The overall drop in the infant-mortality rate over the past decades is partly due to improved intensive care for premature and sick newborns. Lagging far behind are the prenatal care and social supports associated with improved pregnancy outcomes. So the babies die, and the infant- mortality rate in the Black community rises.

This is a crime.

The guilty parties are those in the government--starting with President Bill Clinton--who have cut programs like welfare that provided some support for poor women and their children; and they are those in the ruling class who profit from these continuing attacks.

Infant-mortality rates for the Black population have remained at least twice those for whites. This has always reflected the continuing racism and inequality in the United States.

That Black-white infant-mortality gap increased last year in Maryland is a warning sign of growing social inequality, despite the highly touted capitalist economic upturn. What will happen during a capitalist recession?

These statistics should constitute an alarm bell. And they should trigger immediate government action to improve nutrition and medical access for the poorest portion of the population.

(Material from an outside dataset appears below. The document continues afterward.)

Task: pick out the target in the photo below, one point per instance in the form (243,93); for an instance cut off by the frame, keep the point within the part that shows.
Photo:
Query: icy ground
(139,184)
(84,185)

Over the past 20 years, U.S. infant mortality rates had been dropping. Currently, the overall U.S. rate is about eight deaths per 1,000 live births. This is still far higher than the four in Japan, five in France and six in Canada and Germany.

In these other wealthy imperialist countries there is not nearly the income disparity between rich and poor there is in the United States. Also, the working class in those countries has won national health care for the entire population.

Even in socialist Cuba--a country with far less wealth than the United States and squeezed by the U.S. blockade-- the more equal social conditions and access to medical care there have reduced infant mortality to eight per 1,000-- compared to 12 per 1,000 in the U.S. colony of Puerto Rico.

The sign from Maryland is that social conditions in the United States--especially the results of racism--are worsening rather than improving.